Allan Hay Memorial Lecture: Robert Waymouth - Organocatalytic Polymerization: From Chemistry to Biology
Abstract:
We have developed a family of selective organic catalysts for ring-opening polymerization reactions,1 and have integrated these catalysts into flow reactors for the programmed synthesis of block copolymer libraries.2 In parallel efforts, we have developed aerobic alcohol oxidation catalysts3 that generate new monomers which were then enchained using organocatalytic polymerization4 to generate functional materials that proved useful agents for the delivery of messenger RNA into living animals.4-7 Functional delivery of messenger RNA (mRNA) in-vivo is key to implementing potentially transformative strategies for vaccination, protein replacement therapy and genome editing.
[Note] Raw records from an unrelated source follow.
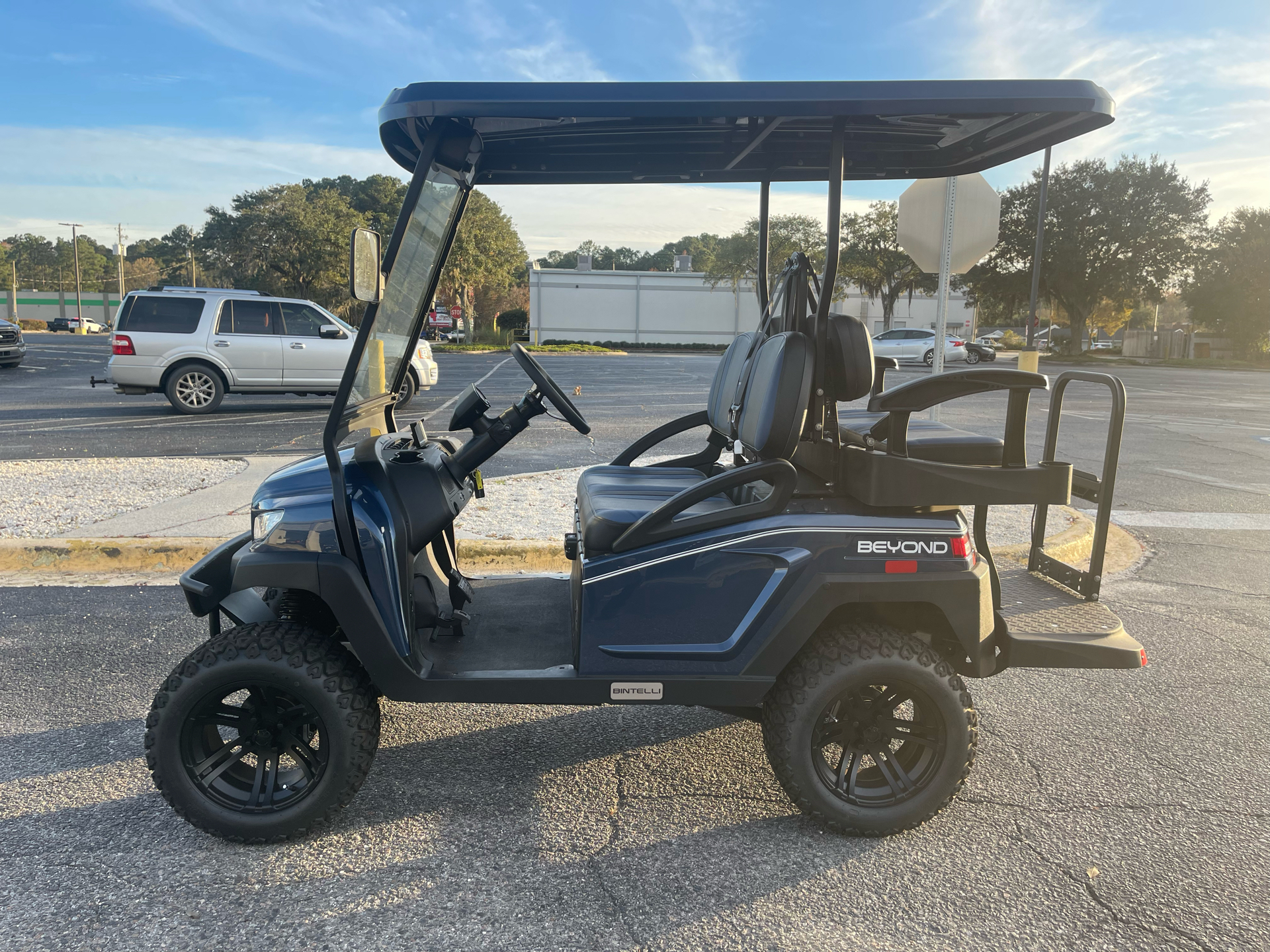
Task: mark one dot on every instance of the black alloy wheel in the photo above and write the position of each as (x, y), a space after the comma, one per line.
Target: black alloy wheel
(265, 733)
(879, 744)
(254, 748)
(870, 730)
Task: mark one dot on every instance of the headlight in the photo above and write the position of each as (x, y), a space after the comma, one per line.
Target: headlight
(263, 524)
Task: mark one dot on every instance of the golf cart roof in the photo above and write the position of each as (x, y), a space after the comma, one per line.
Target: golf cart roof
(616, 132)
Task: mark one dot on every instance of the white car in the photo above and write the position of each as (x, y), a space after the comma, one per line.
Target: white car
(197, 344)
(916, 344)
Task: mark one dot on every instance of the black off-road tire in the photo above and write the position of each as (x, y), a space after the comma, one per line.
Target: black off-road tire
(287, 660)
(839, 663)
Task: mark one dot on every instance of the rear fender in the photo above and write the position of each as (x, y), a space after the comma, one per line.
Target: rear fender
(960, 604)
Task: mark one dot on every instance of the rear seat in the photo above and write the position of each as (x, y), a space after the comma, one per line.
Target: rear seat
(611, 498)
(851, 353)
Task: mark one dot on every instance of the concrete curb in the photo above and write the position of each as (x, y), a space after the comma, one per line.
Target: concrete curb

The step-economical synthesis and evaluation of a new, tunable and effective class of synthetic biodegradable materials: Charge-Altering Releasable Transporters (CARTs) will be described for mRNA delivery. CARTs are structurally unique and operate through an unprecedented mechanism, serving initially as oligo(α-amino ester) cations that complex, protect and deliver mRNA, and then change physical properties through a degradative, charge-neutralizing intramolecular rearrangement, leading to intracellular release of functional mRNA and highly efficient protein expression.
(1) Lin, B.; Waymouth, R. M. "Urea Anions: Simple, Fast, and Selective Catalysts for Ring-Opening Polymerizations" J. Am. Chem. Soc., 2017, 139(4), 1645–1652
(2) Lin, B.; Hedrick, J. L.; Park, N. H.; Waymouth, R. M. "A Programmable High-Throughput Platform for the Rapid and Scalable Synthesis of Polyester and Polycarbonate Libraries" J. Am. Chem. Soc, 2019, 141,8921-8927.
(3) Ho, W. C., Chung, K.; Ingram, A. J., Waymouth, R. M. "Pd-Catalyzed Aerobic Oxidation Reactions: Strategies to Increase Catalyst Lifetimes", J. Am. Chem. Soc., 2018, 140, 748-757
(4) Blake, T.; Waymouth, R. M. " Organocatalytic Ring Opening Polymerization of Morpholinones: New Strategies to Functionalized Polyesters " J. Am. Chem. Soc., 2014, 136, 9252-9255.
(5) McKinlay, C. J.; Vargas, J. R.; Blake, T. R.; Hardy, J. W.; Kanada, M.; Contag, C. H.; Wender, P. A.; Waymouth, R. M. "Charge-altering Releasable Transporters (CARTs) for the delivery and release of messenger RNA in living animals" Proc. Natl. Acad. Sci., 2017, 114, E448-E456.
(6) Haalbeth, O.; Blake, T.; McKinlay, C. J.; Waymouth, R. M.; Wender, P. A.; Levy, R.; "Vaccination with Charge-Altering Releasable Transporters of mRNA Cures Established Experimental Tumors" Proc. Nat. Acad. Sci., 2018, 115(39) E9153-E9161
(7) Haabeth, O. A. W.; Blake, T. R.; McKinlay, C. J.; Tveita, A.; Sallets, A.; Waymouth, R.M.; Wender, P. A.; Levy, R. "Local OX40L, CD80, and CD86 mRNA delivery kindles global anti-cancer immunity." Cancer Res 2019, 79 (7), 1624-1634.
Bio:
Robert Waymouth is the Robert Eckles Swain Professor of Chemistry at Stanford University. He received B.S. in Mathematics and B.A. in Chemistry from Washington and Lee University and his Ph.D. in Chemistry at the Caltech in 1987 with Professor R.H. Grubbs. He was a postdoctoral fellow with the late Professor Piero Pino at the ETH in Zurich in 1987 and joined the faculty at Stanford as an Assistant Professor in 1988. He received the Alan T. Waterman Award from the NSF in 1996, the Cooperative Research Award in Polymer Science in 2009, and EPA's Presidential Green Chemistry Challenge Award in 2012 with Dr. James Hedrick. He has won several university teaching awards, including the Walter J. Gores Award, the Phi Beta Kappa Teaching Award, and is currently a Bass Fellow in Undergraduate Education. His research interests are at the interface of Inorganic, Organic and Polymer Chemistry, in particular the development of new concepts in catalysis for the selective synthesis of both macromolecules and fine chemicals. Particular areas of interest include catalytic polymerization reactions, selective oxidation catalysis the development of organocatalytic polymerization strategies and the design of functional macromolecules for applications in biology and medicine.